RAG for Equipment Manuals
GenAI Prototypes • Worldwide Nanofab Community
Challenge
The challenge was to create a chatbot that could answer questions about PDF laboratory manuals. PDF manuals, especially those for complex equipment, are often difficult to search, as the data is often contained in tables, images with text, and the required information is often in multiple places within the document
Our Approach
We used a Retrival Augmented Generation (RAG) pipeline to create the chatbot. The approach used the PDF Plumber library to ingest the PDF manuals (one pass for the text, one pass for the tables), OpenAI embedding to vectorize the chunks (1536 dimension vectors), Weaviate to store the vectors, and the Streamlit library to create the chat interface. The search was done by the cosine similarity of the query vector to the vectors in the database.
Results
The project was a great introduction to creating a RAG pipeline and the chatbot was able to answer questions about the PDF manuals.
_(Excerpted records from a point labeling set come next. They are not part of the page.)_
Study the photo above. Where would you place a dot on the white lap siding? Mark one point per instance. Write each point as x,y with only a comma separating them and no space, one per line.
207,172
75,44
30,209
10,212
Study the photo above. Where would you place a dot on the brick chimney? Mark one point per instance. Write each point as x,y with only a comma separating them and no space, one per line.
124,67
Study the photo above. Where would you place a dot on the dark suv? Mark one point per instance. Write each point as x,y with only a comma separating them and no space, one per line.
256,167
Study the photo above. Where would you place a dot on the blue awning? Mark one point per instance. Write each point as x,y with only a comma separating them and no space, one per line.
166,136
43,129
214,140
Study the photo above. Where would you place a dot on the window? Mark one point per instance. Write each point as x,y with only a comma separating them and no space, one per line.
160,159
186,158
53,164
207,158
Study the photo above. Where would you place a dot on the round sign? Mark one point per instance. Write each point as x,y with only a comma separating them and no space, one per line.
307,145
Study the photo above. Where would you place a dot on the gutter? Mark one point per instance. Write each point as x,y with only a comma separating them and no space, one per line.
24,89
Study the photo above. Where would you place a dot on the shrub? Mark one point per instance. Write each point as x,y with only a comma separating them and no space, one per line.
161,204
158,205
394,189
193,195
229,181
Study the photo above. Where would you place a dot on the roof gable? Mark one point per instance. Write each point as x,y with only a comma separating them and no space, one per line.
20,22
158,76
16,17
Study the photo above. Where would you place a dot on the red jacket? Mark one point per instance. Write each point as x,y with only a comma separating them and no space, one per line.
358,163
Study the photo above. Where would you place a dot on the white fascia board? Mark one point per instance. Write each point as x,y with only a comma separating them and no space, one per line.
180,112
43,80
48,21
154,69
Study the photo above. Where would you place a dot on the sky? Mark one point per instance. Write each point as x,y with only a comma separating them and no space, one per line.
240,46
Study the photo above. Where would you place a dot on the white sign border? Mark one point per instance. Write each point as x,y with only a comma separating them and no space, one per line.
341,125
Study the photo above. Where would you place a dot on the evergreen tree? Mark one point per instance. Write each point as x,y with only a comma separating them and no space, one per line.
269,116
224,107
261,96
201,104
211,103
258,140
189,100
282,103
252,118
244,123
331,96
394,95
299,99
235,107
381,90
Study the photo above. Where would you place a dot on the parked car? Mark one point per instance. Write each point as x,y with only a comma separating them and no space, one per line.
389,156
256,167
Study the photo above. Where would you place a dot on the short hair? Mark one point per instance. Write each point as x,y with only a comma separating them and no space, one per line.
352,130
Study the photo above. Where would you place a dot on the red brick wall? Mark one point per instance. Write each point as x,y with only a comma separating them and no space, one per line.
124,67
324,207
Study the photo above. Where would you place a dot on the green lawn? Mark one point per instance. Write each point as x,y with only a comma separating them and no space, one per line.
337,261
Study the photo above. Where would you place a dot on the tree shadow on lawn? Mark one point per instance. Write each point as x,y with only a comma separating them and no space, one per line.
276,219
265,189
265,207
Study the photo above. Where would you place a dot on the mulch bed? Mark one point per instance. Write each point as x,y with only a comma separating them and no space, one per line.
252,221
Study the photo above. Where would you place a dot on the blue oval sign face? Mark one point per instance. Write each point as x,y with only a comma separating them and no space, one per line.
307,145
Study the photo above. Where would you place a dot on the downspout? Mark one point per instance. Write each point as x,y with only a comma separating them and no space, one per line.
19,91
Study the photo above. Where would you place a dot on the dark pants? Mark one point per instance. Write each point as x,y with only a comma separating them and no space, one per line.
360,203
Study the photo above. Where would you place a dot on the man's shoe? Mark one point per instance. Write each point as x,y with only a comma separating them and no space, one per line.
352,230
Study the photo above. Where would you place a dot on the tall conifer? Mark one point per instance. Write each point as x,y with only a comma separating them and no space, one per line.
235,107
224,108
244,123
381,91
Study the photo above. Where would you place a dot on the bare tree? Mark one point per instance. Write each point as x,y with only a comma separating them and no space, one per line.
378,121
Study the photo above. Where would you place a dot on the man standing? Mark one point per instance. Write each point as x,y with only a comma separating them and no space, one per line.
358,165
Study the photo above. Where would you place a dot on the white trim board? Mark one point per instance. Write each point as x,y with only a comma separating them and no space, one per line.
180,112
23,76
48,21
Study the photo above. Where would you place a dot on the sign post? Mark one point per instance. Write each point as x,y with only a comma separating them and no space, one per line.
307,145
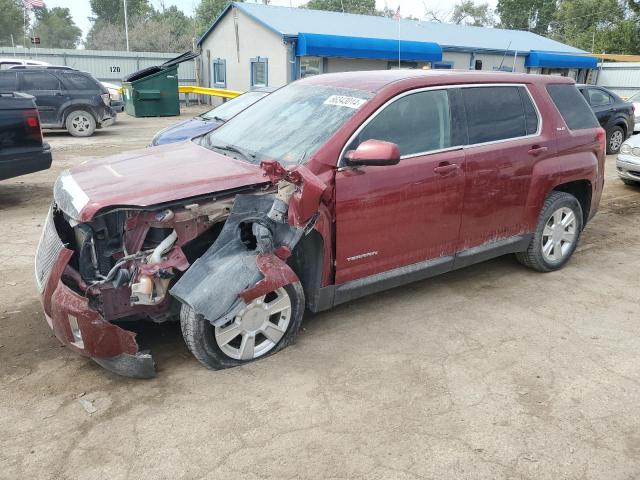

The code for this project is open sourced on GitHub.
Future Plans
We have switched to using OpenAI multimodal models to understand the PDF files, which are first flattened into images. Additionally, we have found that the use of PGVector to store the vectors is much more efficient than Weaviate and allows for much faster queries and more efficient storage in a Postgres database. This new version will be available soon.